May 15, 2026 —
Tenaya Therapeutics presented interim data from the ongoing RIDGE-1 Phase 1b/2 trial of TN-401, an investigational AAV9-based gene therapy for PKP2-associated arrhythmogenic right ventricular cardiomyopathy, also known as ARVC or ACM. The data were presented as a late-breaker at ASGCT 2026 and showed meaningful reductions in arrhythmia burden, favorable tolerability, and biopsy-based evidence of TN-401 activity in heart muscle cells.

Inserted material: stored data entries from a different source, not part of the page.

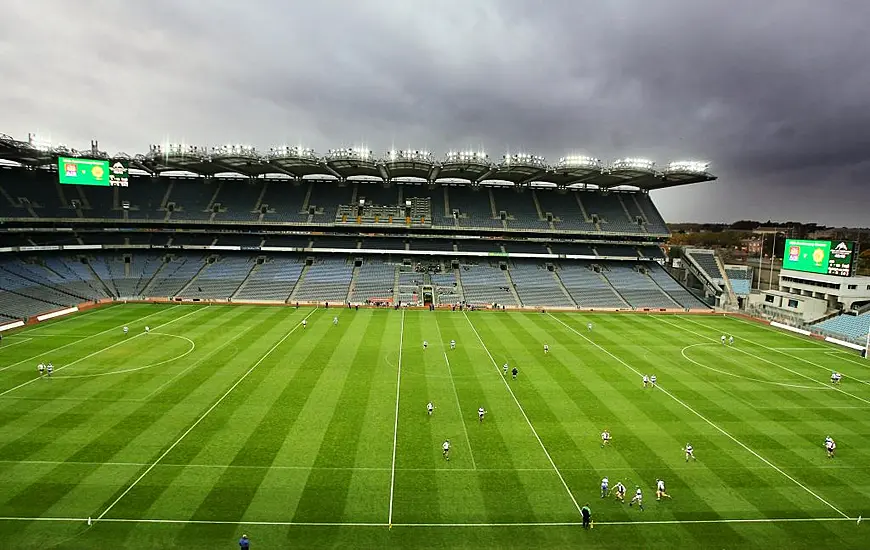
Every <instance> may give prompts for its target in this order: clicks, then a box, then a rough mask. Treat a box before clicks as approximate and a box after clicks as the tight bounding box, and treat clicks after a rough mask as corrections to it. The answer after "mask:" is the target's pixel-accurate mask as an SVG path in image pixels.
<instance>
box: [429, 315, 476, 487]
mask: <svg viewBox="0 0 870 550" xmlns="http://www.w3.org/2000/svg"><path fill="white" fill-rule="evenodd" d="M435 328H436V329H437V330H438V341H439V342H441V349H442V351H443V350H444V335H443V334H442V333H441V326H440V325H439V324H438V317H437V316H436V317H435ZM443 353H444V362H445V363H447V373H448V374H449V376H448V378H450V386H451V387H452V388H453V395H454V397H456V408H457V410H458V411H459V421H460V422H462V431H463V433H465V443H467V444H468V455H469V456H470V457H471V466H472V467H473V468H474V469H475V470H476V469H477V463H476V462H475V460H474V450H473V449H472V448H471V438H469V437H468V426H466V425H465V417H464V415H463V414H462V404H461V403H460V402H459V391H458V390H457V389H456V381H455V380H453V369H452V368H451V367H450V359H449V358H448V357H447V352H446V351H443Z"/></svg>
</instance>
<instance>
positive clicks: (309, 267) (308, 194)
mask: <svg viewBox="0 0 870 550" xmlns="http://www.w3.org/2000/svg"><path fill="white" fill-rule="evenodd" d="M309 197H311V187H310V186H309V187H308V194H307V195H305V202H306V203H307V202H308V199H309ZM309 269H311V266H310V265H308V264H305V267H303V268H302V272H301V273H300V274H299V279H297V280H296V286H294V287H293V292H291V293H290V296H288V297H287V303H288V304H292V303H293V302H295V301H296V294H297V293H298V292H299V291H300V290H302V284H303V283H304V282H305V276H306V275H307V274H308V270H309Z"/></svg>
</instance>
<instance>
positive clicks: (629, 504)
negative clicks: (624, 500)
mask: <svg viewBox="0 0 870 550" xmlns="http://www.w3.org/2000/svg"><path fill="white" fill-rule="evenodd" d="M635 502H637V507H638V508H640V511H641V512H643V492H642V491H641V490H640V487H638V488H637V491H635V492H634V498H632V499H631V501H630V502H629V503H628V505H629V506H631V505H632V504H634V503H635Z"/></svg>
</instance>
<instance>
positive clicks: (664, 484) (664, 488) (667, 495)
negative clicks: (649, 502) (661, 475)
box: [656, 479, 671, 500]
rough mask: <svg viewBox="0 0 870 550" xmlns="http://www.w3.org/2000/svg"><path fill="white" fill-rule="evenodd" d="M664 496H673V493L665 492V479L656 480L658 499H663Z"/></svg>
mask: <svg viewBox="0 0 870 550" xmlns="http://www.w3.org/2000/svg"><path fill="white" fill-rule="evenodd" d="M662 497H666V498H671V495H669V494H667V493H666V492H665V481H664V480H663V479H657V480H656V500H661V499H662Z"/></svg>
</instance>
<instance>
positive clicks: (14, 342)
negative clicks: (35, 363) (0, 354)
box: [0, 337, 33, 351]
mask: <svg viewBox="0 0 870 550" xmlns="http://www.w3.org/2000/svg"><path fill="white" fill-rule="evenodd" d="M7 338H8V337H7ZM31 340H33V338H32V337H30V338H24V339H22V340H18V339H17V338H16V341H15V342H12V343H11V344H6V345H4V346H2V347H0V351H3V350H4V349H8V348H11V347H14V346H17V345H18V344H26V343H27V342H29V341H31Z"/></svg>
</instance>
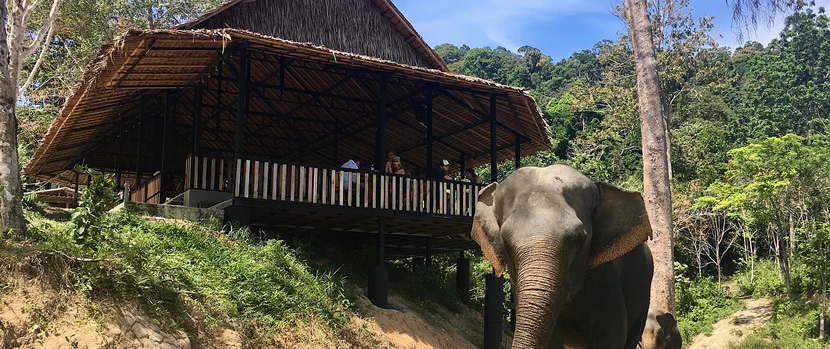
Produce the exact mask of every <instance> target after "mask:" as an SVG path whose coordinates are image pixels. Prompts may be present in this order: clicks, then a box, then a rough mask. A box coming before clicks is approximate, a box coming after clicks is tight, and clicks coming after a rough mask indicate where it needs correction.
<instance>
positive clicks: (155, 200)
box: [130, 175, 161, 204]
mask: <svg viewBox="0 0 830 349" xmlns="http://www.w3.org/2000/svg"><path fill="white" fill-rule="evenodd" d="M130 201H132V202H142V203H147V204H159V203H161V175H157V176H155V177H152V178H150V179H148V180H147V181H145V182H144V183H141V185H140V186H139V187H138V188H136V189H134V190H133V191H131V192H130Z"/></svg>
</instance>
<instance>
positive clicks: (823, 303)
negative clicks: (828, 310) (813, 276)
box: [818, 268, 827, 339]
mask: <svg viewBox="0 0 830 349" xmlns="http://www.w3.org/2000/svg"><path fill="white" fill-rule="evenodd" d="M826 318H827V268H825V269H824V270H822V272H821V314H820V315H819V319H818V338H819V339H824V319H826Z"/></svg>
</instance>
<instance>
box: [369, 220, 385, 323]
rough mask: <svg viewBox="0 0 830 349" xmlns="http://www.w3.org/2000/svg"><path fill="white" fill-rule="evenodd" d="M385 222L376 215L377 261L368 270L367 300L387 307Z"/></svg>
mask: <svg viewBox="0 0 830 349" xmlns="http://www.w3.org/2000/svg"><path fill="white" fill-rule="evenodd" d="M385 234H386V222H385V220H384V218H383V217H378V263H379V265H375V266H372V268H371V269H370V270H369V300H370V301H372V304H374V305H376V306H378V307H381V308H388V306H389V302H388V289H387V281H388V279H389V272H388V270H387V269H386V253H385V252H386V251H384V250H385V247H386V241H385Z"/></svg>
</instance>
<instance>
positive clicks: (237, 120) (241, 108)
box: [234, 43, 251, 159]
mask: <svg viewBox="0 0 830 349" xmlns="http://www.w3.org/2000/svg"><path fill="white" fill-rule="evenodd" d="M250 55H251V53H250V51H248V45H247V43H246V44H245V45H244V46H243V49H242V50H241V51H240V52H239V71H238V72H237V76H236V87H237V90H238V91H239V93H238V94H237V99H236V146H235V148H234V154H235V157H236V158H237V159H241V158H242V156H244V155H245V152H244V149H243V147H244V146H245V117H246V114H247V112H248V99H249V93H250V91H249V89H248V83H249V82H250V81H249V80H250V77H251V62H250V58H251V56H250Z"/></svg>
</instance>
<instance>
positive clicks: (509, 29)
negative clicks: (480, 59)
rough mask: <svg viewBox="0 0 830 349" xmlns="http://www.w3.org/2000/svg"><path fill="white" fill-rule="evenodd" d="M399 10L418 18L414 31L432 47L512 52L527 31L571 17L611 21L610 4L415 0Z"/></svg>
mask: <svg viewBox="0 0 830 349" xmlns="http://www.w3.org/2000/svg"><path fill="white" fill-rule="evenodd" d="M398 6H399V7H401V10H402V11H403V13H405V14H407V16H408V17H412V18H418V24H417V30H418V31H419V32H420V33H421V35H423V36H424V38H425V39H426V40H427V41H428V42H430V43H431V44H437V43H443V42H451V43H467V44H470V45H472V46H484V45H492V44H493V43H495V45H498V46H504V47H506V48H508V49H510V50H514V51H515V50H516V49H517V48H518V47H519V46H520V45H521V44H523V43H524V42H525V41H526V40H525V38H526V37H527V33H526V32H525V30H526V29H527V28H528V27H530V26H532V25H540V24H544V25H553V24H555V23H556V22H557V21H560V20H563V19H565V18H566V17H571V16H585V17H587V16H590V15H605V16H607V17H610V15H609V12H610V9H611V7H612V0H607V1H589V0H559V1H550V0H479V1H476V0H458V1H447V0H421V1H417V0H415V1H405V2H404V1H400V2H399V4H398ZM553 34H554V35H557V34H558V35H567V33H553ZM486 41H489V42H486Z"/></svg>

PKP2 mutations are the most common genetic cause of ARVC, occurring in approximately 40% of the overall ARVC population. In PKP2-associated ARVC, insufficient plakophilin-2 protein disrupts the desmosomal complex that helps maintain physical connections and electrical signaling between heart muscle cells. As the desmosomal structure deteriorates, cardiac muscle can be replaced by fibrofatty tissue, leading to unstable electrical signaling and potentially life-threatening ventricular arrhythmias. Current treatments, including anti-arrhythmic drugs, implantable cardioverter-defibrillators, and ablation, can help manage symptoms and arrhythmia risk but do not address the underlying genetic cause.
TN-401 is designed to deliver a functional PKP2 gene using an AAV9 vector through a one-time intravenous infusion. AAV9 was selected for its clinical experience and ability to target cardiac muscle cells. The therapy has received FDA Orphan Drug and Fast Track designations, as well as PRIME designation from the European Medicines Agency, reflecting its potential to address a serious unmet need in PKP2-associated ARVC.
The interim RIDGE-1 analysis included six adult patients treated at either 3E13 vg/kg or 6E13 vg/kg, with follow-up ranging from 20 to 52 weeks as of the April 2026 data cutoff. All six patients showed meaningful reductions in daily premature ventricular contractions, with a mean reduction of 64% overall. Cohort 1 showed a mean PVC reduction of 60%, while Cohort 2 showed a mean reduction of 67%. Two patients with high baseline non-sustained ventricular tachycardia counts also experienced substantial decreases, including one patient whose NSVT burden dropped from 78 counts per 24 hours to zero and remained stable at week 52.
Biopsy data from five patients provided evidence that TN-401 was transduced in cardiac muscle cells and expressed at the DNA and mRNA levels. TN-401 DNA was detected in heart tissue as early as eight weeks after dosing, and TN-401 mRNA expression was observed across the first five patients with available biopsy data. PKP2 protein measurements showed changes ranging from -4% to +15%, though interpretation is complicated by the variable composition of diseased ARVC cardiac tissue.
TN-401 was generally well tolerated at both dose levels. All patients successfully tapered off immunosuppressive therapy, and no dose-limiting toxicities were reported. The most frequent treatment-attributed adverse events were transient troponin and/or transaminase elevations. No clinical thrombotic microangiopathy, TN-401-related ventricular arrhythmias, or other cardiotoxicities were reported. The independent Data Safety Monitoring Board endorsed continuation of the expansion portion of the study as planned.
Overall, the RIDGE-1 interim results provide early clinical evidence supporting TN-401’s potential as a one-time genetic medicine for PKP2-associated ARVC. While longer follow-up and additional patients will be needed to determine durability, dose selection, and clinical impact, the observed reductions in arrhythmia burden and biopsy evidence of cardiac gene transfer mark an important step for AAV-based cardiac gene therapy.